ところでAppleは、6月に今後のポータブルオーディオの進化にとって重要なデバイスを発表している。12月からアメリカ、イギリス、オーストラリアで販売を予定するSiri対応のスマートスピーカー「HomePod」だ。AppleがiOSとSiriで培ってきた人工知能や機械学習のノウハウがどのように組み込まれるのか、その操作性や音質に関心が寄せられている。
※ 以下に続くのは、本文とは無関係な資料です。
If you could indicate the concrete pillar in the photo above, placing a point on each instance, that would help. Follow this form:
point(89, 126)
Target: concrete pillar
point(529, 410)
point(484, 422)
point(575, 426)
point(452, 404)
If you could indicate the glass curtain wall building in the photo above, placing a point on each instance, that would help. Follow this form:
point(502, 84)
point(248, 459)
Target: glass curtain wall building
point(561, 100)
音楽を耳だけでなく、体全体で感じるスピーカーリスニングを体験すると、不思議と「音質」にも興味がわいてくるものだ。Appleも、これからの音楽リスニングをリードするために、いよいよ音質の探求に本腰を入れるべき時が来たように思う。AppleがHomePodを発表した時に、既存のスマートスピーカーとの違いを「音質へのこだわり」であるとうたったことには大きな意味がある。AppleはiOSデバイスでのハイレゾ対応を実現していないが、HomePodが成功し音質が高く評価されれば、それをきっかけに全く新しい高音質のポータブルオーディオデバイスが生まれる可能性もあるだろう。
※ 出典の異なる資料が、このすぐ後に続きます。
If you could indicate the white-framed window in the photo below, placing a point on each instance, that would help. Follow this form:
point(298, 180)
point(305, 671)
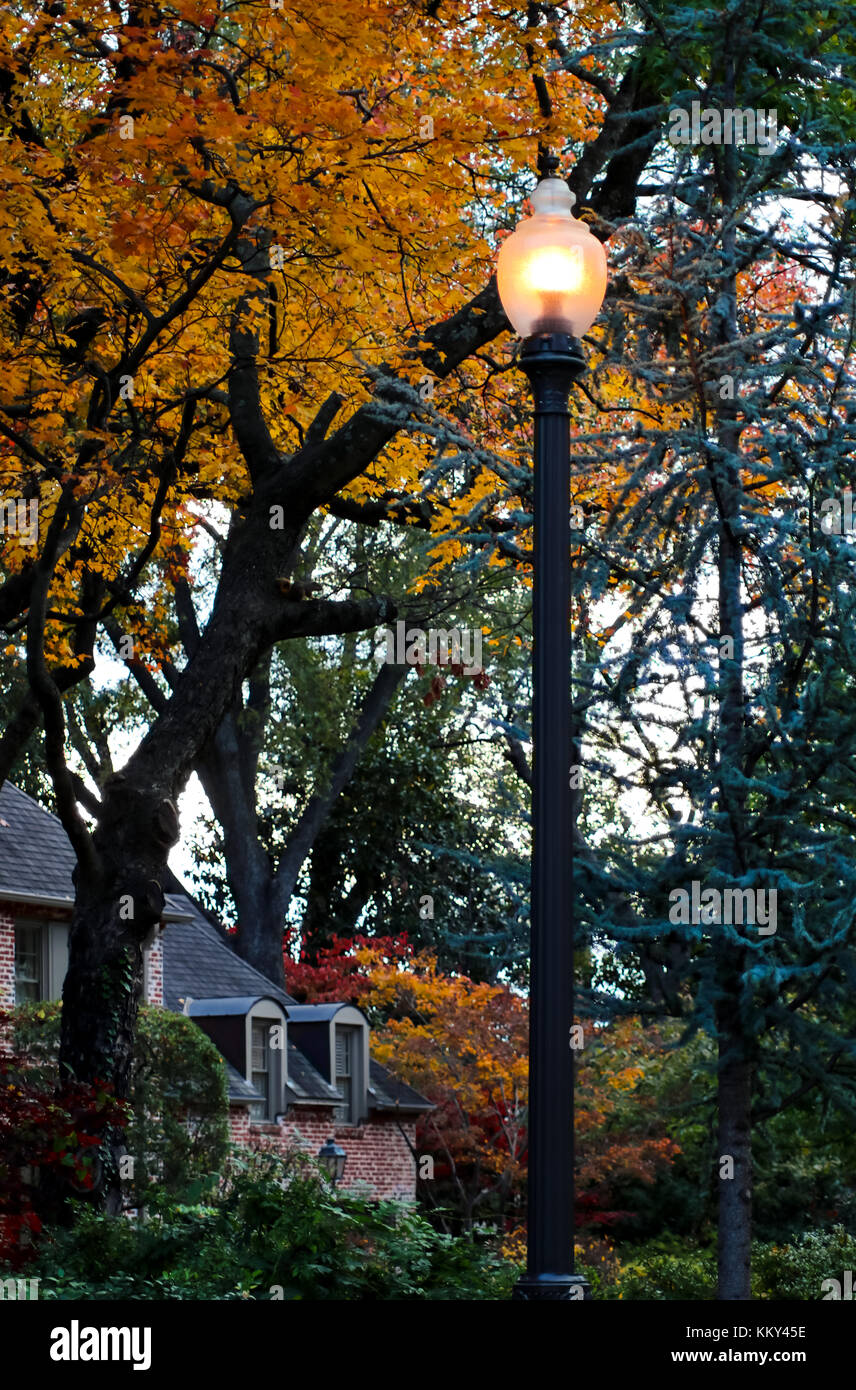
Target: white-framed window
point(346, 1068)
point(261, 1069)
point(29, 963)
また、HomePodの登場により音声入力の操作性がブラッシュアップされれば、「AirPods」の次世代モデルに大きな影響が出るかもしれない。例えば、イヤホン本体に音楽プレーヤー機能やSIMによるセルラー通信機能を内蔵して、Siriとタッチセンサーで快適に操作できれば、AirPodsが最強のポータブルオーディオデバイスに大化けする。
このたび役目を終えたふたつの銘機がそうだったように、Appleの新しいデバイスが私たちのミュージックライフをどのように「再発明」してくれるのか、期待が高まるばかりだ。